Old Southern Linens Wash Recipes

Antique Linens Care
Hemstitching. Skillful embroidery. Delicately tatted trim. These were the skills and accomplishments of our ancestors. A southern girl was taught the gentle home arts at her mother's knee. It was her pride to be known as a talent at her needlework, and each girl knew that her pretty creations would one day adorn her home and be a blessing to her family.
Many southern women cherish these hand-crafted treasures passed down through the generations but are unsure just how to care for them. Sadly, many beautiful heirloom linens remain stored away creating the tell-tale yellow-brown storage stains.
What so few know is that consistent use is the key to maintaining antique linen. Clearly, the more often you use your linens, the more you must wash them. Proper washing techniques actually keep your linens at their best.
Of Special Note
I have received more e-mails about all of the old southern cleaning products and toiletries I make, and I posted a bit about them.
I do indeed make my own dish soap, scouring powders, spray cleaners, antique linens wash, laundry soap, linen sprays, hand scrubs, toiletries, cold cream, bath products, body scrubs, work scrubs, dusting powders, sachets, etc. from very old southern recipes.
I follow the recipes from my family's old household ledgers and journals, and because they are a part of the original estate, I am hesitant to post the recipes or offer the products to readers.  It is both a legal matter and an issue of propriety.  I gladly share the recipes from the journals that have been bequeathed directly to me, and the following one is useful for infant clothing and linens, too.
Honoring Our Past
It is a wish of many southern homemakers to return to the traditional home-care practices. All the ease and convenience our quick, modern household chemicals, appliances, and cleaning gadgets have not created for us a more satisfactory existence.

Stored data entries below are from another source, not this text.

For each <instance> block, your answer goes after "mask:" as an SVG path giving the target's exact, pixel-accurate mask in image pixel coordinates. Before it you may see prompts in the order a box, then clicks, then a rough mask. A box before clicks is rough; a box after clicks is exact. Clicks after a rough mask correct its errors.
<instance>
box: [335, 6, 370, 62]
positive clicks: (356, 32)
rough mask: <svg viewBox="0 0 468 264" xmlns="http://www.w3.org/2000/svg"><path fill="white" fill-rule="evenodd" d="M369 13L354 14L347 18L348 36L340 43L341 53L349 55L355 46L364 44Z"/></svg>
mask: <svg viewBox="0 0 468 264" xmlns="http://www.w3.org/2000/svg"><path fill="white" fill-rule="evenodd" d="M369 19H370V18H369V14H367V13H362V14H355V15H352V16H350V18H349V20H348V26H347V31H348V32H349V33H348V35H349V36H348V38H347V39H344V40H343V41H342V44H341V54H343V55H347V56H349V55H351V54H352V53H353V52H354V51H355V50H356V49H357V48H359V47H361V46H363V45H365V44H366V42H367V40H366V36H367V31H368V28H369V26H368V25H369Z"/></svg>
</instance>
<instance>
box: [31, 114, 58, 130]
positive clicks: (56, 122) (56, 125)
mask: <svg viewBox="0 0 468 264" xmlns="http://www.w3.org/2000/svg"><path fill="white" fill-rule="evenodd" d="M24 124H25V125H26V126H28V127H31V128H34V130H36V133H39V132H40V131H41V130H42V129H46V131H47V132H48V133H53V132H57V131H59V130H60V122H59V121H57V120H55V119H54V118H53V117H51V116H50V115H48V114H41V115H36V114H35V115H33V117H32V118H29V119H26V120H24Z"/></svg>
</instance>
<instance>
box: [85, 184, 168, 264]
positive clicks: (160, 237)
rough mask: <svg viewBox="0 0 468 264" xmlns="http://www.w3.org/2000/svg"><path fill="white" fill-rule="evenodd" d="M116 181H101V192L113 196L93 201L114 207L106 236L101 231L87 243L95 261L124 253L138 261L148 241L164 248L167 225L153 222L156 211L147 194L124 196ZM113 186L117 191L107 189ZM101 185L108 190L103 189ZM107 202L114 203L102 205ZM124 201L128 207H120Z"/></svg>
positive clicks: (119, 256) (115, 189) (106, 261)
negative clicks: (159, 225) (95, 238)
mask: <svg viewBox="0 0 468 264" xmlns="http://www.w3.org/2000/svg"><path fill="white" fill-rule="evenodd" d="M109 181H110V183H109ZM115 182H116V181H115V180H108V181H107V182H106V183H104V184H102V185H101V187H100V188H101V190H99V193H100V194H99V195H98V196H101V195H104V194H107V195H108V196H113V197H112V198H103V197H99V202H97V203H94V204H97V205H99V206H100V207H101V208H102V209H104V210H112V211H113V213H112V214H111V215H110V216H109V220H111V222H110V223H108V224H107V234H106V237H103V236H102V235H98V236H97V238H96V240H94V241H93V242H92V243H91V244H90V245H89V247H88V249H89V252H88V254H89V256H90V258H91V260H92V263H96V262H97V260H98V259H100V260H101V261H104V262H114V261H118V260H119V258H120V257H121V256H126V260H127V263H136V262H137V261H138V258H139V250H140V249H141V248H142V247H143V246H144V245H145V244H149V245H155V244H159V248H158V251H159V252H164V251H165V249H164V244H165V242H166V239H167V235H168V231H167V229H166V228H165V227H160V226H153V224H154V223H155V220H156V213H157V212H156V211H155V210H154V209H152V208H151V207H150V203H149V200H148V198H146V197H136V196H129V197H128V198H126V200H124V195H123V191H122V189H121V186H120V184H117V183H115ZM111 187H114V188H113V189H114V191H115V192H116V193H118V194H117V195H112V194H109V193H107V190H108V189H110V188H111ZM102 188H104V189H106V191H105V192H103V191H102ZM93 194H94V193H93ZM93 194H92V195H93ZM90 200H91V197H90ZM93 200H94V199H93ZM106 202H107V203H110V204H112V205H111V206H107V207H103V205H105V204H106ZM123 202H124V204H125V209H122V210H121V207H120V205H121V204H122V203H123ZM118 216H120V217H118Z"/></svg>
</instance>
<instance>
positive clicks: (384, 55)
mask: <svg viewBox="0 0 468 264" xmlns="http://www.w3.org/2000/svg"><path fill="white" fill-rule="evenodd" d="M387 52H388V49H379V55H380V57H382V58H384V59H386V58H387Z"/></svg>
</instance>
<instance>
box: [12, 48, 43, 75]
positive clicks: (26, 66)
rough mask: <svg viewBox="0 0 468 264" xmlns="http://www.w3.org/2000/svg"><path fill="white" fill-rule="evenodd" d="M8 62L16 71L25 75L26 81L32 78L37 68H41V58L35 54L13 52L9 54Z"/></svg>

Quite the opposite is true. Our modern methods remove us from the superior position of skilled homemaker to one of mere middle man. Just as the industrial revolution did away with skilled workers and made unskilled, assembly line drones, so too does a cauldron of someone else's chemical mix remove us from our task.  How long would one's clothing and linens remain in good form if all laundering concoctions were removed from market shelves tomorrow? 
Old Southern Ways
There is a profound grace found in the old ways. The slow methods offer a time for reflection and a task for the hand. These gentler generations benefitted from the quiet and the patience of time. It is a fitting tribute to these lovely, handmade linens to use the same methods for cleaning and care as their makers did.
What You Will Need
Table Salt
White vinegar
Lemons
Old fashioned soap. I recommend Savon de Marseille, as it is unscented and all natural. Traditional bars of white castile soap work well, too.  However, ensure the soap is hemp oil free and fragrance free.
Cleaning Methods
Bring a pot of water to a boil.
Turn off heat, and add two sliced lemons and 1/4 c salt per gallon of water.
Add linens, cover, and leave overnight.
Repeat once more only if a significant amount of staining remains.
Hand wash with soap.
Add vinegar to final rinse to remove any residue.
Line-dry.
Stubborn Stains
Rub a lemon half directly onto stain.
Cover lemon-soaked stain with salt.
Lay flat on a towel in the sun for several hours.
Hand wash with soap.
Add vinegar to final rinse to remove any residue.
Line-dry.
What Not To Use
1. Bleach and bleach substitutes should never be used on linen. While bleach will remove stains it will also irreparably damage the linen fibers. Bleached linen will disintegrate over time.
2. Detergents. Dishwashing and dishwasher soaps and laundry soaps will break linen down.
3. Oxy- products. Many people actually recommend them, but I would never, ever use them.
4. Washing Machine and dryer. They are simply too agitating for linen fibers.
5. Starch. The beauty of oft-laundered linen is its superb softness. Starching linens creates an unnatural look and feel, and starch will break down linen fibers.
6. Hot iron. I do not apply an iron often, but when I do, I keep it at a very low setting and place a cotton towel between the iron and the linen. The beauty of antique linen is that it is softer and much less prone to wrinkle than newer linen.